What I like in this piece by John McWhorter about the Yale president's decision to keep the name of Calhoun College is the author's insistence that we can make judgments, draw lines, and discuss particular cases. We can thereby resist the all-too-prevalent leaping from concrete demands ("we must remove Calhoun's name on this residential college") to grand principles ("should we remove the names of all slave-holders from all buildings?").
That move, something to which I would say philosophers are especially prone, lends itself (I would say non-coincidentally) to facile slippery slopes ("what's next, remove the name of people who didn't educate their daughters properly?") and reductios ("so you're saying we should change the name of the capital city of the nation because Washington was a slave-holder?").
So, fellow philosophers, let's not be inveterate thread-jackers. Let's cultivate the capacity to stick to the topic and discuss concrete demands. If a significant movement arises that demands the removal of Washington's name from the capital city, we can discuss the merits of that demand. In the meantime, let's discuss Calhoun. (And if you're at Princeton, let's discuss Wilson.) There's nothing wrong with a series of concrete discussions.
And speaking of liberal pieties about "discussion" as ways to avoid, well, real discussion, it would be good to call the bluff of the "discussion" proponents. (The Yale president's ostensible reason for keeping Calhoun's name on the building was that it would foster "discussion.") Make Yale a 24/7/365 discussion zone about past, present, and future links between racism, slavery, reparations, student debt, public space and memorialization.

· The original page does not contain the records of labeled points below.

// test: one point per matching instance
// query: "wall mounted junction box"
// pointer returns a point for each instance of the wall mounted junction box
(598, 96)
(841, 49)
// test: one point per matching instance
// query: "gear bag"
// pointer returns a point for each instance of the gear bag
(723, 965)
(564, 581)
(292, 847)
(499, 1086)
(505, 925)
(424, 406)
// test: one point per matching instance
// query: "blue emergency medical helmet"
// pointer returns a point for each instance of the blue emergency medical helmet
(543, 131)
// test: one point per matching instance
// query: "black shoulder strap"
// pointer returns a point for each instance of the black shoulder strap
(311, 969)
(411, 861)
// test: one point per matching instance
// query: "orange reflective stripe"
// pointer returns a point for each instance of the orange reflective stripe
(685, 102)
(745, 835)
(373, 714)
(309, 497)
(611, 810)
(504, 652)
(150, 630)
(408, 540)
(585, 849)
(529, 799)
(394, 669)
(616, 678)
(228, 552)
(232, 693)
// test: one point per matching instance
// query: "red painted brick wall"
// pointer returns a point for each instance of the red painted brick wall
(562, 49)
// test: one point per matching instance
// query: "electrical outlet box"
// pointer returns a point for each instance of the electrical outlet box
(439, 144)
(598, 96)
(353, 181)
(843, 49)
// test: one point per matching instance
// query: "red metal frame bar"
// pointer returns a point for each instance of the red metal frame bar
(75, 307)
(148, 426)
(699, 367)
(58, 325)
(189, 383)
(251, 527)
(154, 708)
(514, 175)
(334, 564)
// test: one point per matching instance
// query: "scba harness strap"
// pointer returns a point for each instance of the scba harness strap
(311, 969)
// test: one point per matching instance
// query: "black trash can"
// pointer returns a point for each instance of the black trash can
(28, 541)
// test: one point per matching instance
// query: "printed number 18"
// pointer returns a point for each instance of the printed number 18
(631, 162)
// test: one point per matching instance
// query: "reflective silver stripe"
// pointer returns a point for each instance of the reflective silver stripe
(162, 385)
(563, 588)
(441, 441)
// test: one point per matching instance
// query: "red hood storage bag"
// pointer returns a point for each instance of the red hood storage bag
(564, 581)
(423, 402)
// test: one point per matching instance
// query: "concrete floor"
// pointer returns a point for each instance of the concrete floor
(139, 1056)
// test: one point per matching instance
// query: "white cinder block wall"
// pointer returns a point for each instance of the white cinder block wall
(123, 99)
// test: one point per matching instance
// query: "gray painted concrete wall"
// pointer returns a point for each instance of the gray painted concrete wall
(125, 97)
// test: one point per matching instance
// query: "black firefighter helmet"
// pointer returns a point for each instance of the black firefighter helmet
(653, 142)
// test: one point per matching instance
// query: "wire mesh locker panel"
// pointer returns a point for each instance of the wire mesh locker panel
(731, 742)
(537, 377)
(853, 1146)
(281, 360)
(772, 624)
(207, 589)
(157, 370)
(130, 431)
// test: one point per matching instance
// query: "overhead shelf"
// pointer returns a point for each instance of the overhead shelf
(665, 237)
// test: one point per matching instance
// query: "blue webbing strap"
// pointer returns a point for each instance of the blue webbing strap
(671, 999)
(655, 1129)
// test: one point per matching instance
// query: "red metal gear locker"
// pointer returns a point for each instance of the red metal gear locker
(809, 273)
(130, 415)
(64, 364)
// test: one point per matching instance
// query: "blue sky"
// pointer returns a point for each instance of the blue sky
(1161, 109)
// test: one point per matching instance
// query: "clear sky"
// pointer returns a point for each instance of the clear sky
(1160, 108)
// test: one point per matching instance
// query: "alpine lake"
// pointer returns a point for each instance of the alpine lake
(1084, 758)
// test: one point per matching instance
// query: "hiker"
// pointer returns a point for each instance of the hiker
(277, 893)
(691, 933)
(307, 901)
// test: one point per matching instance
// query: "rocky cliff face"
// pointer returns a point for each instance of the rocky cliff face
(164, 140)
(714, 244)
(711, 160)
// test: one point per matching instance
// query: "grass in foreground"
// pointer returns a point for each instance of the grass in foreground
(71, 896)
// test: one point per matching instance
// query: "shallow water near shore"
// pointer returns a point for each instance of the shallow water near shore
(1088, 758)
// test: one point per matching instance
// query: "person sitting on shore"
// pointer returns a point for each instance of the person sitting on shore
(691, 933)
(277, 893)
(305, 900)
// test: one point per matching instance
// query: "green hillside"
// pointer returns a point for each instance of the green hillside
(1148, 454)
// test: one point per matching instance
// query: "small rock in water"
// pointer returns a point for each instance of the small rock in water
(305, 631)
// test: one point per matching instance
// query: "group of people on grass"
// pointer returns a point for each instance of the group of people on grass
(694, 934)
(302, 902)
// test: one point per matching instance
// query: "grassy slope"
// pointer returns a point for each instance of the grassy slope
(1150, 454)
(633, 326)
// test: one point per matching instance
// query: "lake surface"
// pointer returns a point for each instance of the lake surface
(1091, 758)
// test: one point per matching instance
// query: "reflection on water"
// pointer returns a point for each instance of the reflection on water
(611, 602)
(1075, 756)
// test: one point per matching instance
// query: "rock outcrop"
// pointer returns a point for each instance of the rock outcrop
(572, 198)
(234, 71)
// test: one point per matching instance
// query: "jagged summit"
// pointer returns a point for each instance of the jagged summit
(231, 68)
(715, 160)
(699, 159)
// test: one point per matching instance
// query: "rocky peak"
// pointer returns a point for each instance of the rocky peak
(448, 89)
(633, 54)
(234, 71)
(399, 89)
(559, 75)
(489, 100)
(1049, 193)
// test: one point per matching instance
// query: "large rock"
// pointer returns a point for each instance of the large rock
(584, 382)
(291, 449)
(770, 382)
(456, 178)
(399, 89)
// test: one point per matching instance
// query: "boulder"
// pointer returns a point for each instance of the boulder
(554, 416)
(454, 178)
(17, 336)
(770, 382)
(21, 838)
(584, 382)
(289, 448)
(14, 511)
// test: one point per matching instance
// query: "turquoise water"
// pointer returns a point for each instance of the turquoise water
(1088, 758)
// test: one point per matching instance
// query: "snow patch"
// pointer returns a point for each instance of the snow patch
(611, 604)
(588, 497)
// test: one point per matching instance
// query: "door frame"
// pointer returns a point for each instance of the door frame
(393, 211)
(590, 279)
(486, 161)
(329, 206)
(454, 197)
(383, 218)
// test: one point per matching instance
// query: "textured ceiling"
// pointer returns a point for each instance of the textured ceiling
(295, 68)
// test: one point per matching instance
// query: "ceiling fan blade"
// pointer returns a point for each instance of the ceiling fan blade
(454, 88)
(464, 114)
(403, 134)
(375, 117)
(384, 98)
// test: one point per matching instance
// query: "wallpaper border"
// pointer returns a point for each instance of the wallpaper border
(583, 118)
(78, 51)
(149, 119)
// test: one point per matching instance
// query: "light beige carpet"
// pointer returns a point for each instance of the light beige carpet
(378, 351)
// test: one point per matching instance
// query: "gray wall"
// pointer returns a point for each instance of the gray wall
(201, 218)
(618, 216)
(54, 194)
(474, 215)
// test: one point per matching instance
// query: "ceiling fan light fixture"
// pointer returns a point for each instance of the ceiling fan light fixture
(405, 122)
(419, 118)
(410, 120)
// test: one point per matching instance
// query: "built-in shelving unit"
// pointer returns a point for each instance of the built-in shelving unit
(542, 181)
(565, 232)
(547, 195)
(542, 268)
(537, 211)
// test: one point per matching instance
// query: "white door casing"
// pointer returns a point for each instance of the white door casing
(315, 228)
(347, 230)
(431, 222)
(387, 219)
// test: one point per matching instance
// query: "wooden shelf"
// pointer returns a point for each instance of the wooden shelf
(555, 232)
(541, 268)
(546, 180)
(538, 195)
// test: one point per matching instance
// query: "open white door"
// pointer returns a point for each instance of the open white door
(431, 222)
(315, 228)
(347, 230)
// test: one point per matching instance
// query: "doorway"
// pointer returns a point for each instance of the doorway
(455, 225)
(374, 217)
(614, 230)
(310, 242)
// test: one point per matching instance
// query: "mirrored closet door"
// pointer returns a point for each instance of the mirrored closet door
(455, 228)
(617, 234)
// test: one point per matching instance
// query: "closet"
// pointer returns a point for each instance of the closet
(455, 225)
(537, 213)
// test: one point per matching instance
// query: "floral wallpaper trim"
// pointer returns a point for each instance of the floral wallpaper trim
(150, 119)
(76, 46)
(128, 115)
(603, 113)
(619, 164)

Let's have every single department be required to give a public presentation on their website about their discipline's perspectives -- in all its range of opinion and controversy -- on the above topics. From Anthropology and Architecture to Economics to Philosophy to Psychology to hell, Botany and Zoology (I would love to know what the lasting effects of the industrial plantation system had on the flora and fauna of the South, what effects the mills had on the Northeast, and so on).
The President wants "discussion"? Let's have him marshall the awesome resources of the Yale faculty and students and have a real "discussion."